(All amounts expressed in Canadian dollars unless otherwise noted)
Agnico Eagle Mines Limited (NYSE: AEM) (TSX: AEM) ("Agnico Eagle") announced that it has agreed to subscribe for 14,000,000 units ("Units") of Cartier Resources Inc. (TSX-V: ECR) ("Cartier") in a non-brokered private placement at a price of $0.13 per Unit for total consideration of approximately $1,820,000 . Each Unit is comprised of one common share of Cartier (a "Common Share") and one-half of one common share purchase warrant of Cartier (each full warrant, a "Warrant"). Each Warrant entitles the holder to acquire one Common Share at a price of $0.16 for a period of 36 months following the closing date of the private placement. Closing is expected to occur on or about May 20, 2022 and is subject to certain conditions.
Agnico Eagle currently owns 35,292,536 Common Shares, representing approximately 13.33% of the issued and outstanding Common Shares on a non-diluted basis. On closing of the private placement, Agnico Eagle will own 49,292,536 Common Shares and 7,000,000 Warrants, representing approximately 17.70% of the issued and outstanding Common Shares on a non-diluted basis and 19.72% of the issued and outstanding Common Shares on a partially-diluted basis assuming exercise of the Warrants held by Agnico Eagle.
Agnico Eagle and Cartier entered into an investor rights agreement dated December 22, 2016 . In connection with closing of the private placement, Agnico Eagle and Cartier will enter into an amended and restated investor rights agreement pursuant to which Agnico Eagle will be entitled to, among other things, the following rights (subject to maintaining certain ownership thresholds): (a) the right to participate in certain equity financings by Cartier in order to acquire up to a 19.97% ownership interest in Cartier; and (b) the right (which Agnico Eagle has no present intention of exercising) to nominate one person (and in the case of an increase in the size of the board of directors of Cartier to 10 or more directors, two persons) to the board of directors of Cartier .
Agnico Eagle is acquiring the Common Shares and Warrants for investment purposes. Depending on market conditions and other factors, Agnico Eagle may, from time to time, acquire additional Common Shares, common share purchase warrants or other securities of Cartier or dispose of some or all of the Common Shares, Warrants or other securities of Cartier that it owns at such time.

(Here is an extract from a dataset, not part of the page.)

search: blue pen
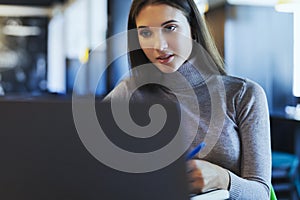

An amended early warning report will be filed by Agnico Eagle in accordance with applicable securities laws. To obtain a copy of the early warning report, please contact:
Agnico Eagle Mines Limited
145 King Street East , Suite 400
Toronto, Ontario M5C 2Y7
Agnico Eagle's head office is located at 145 King Street East, Suite 400, Toronto, Ontario M5C 2Y7. Cartier's head office is located at 1740, chemin Sullivan , Suite 1000, Val-d'Or, Quebec J9P 7H1.
About Agnico Eagle
Agnico Eagle is a senior Canadian gold mining company, producing precious metals from operations in Canada , Australia , Finland and Mexico . It has a pipeline of high-quality exploration and development projects in these countries as well as in the United States and Colombia . Agnico Eagle is a partner of choice within the mining industry, recognized globally for its leading environmental, social and governance practices. Agnico Eagle was founded in 1957 and has consistently created value for its shareholders, declaring a cash dividend every year since 1983.
The information in this news release has been prepared as at May 18, 2022 . Certain statements in this news release, referred to herein as "forward-looking statements", constitute "forward-looking statements" within the meaning of the United States Private Securities Litigation Reform Act of 1995 and "forward-looking information" under the provisions of Canadian provincial securities laws. These statements can be identified by the use of words such as "may", "will" or similar terms.
Forward-looking statements in this news release include, without limitation, statements relating to the expected closing date of the private placement, Agnico Eagle's ownership interest in Cartier upon closing of the private placement, Agnico Eagle's acquisition or disposition of securities of Cartier in the future and the terms of the amended and restated investor rights agreement.
Forward-looking statements are necessarily based upon a number of factors and assumptions that, while considered reasonable by Agnico Eagle as of the date of such statements, are inherently subject to significant business, economic and competitive uncertainties and contingencies. Many factors, known and unknown, could cause actual results to be materially different from those expressed or implied by such forward-looking statements. Readers are cautioned not to place undue reliance on these forward-looking statements, which speak only as of the date made. Other than as required by law, Agnico Eagle does not intend, and does not assume any obligation, to update these forward-looking statements.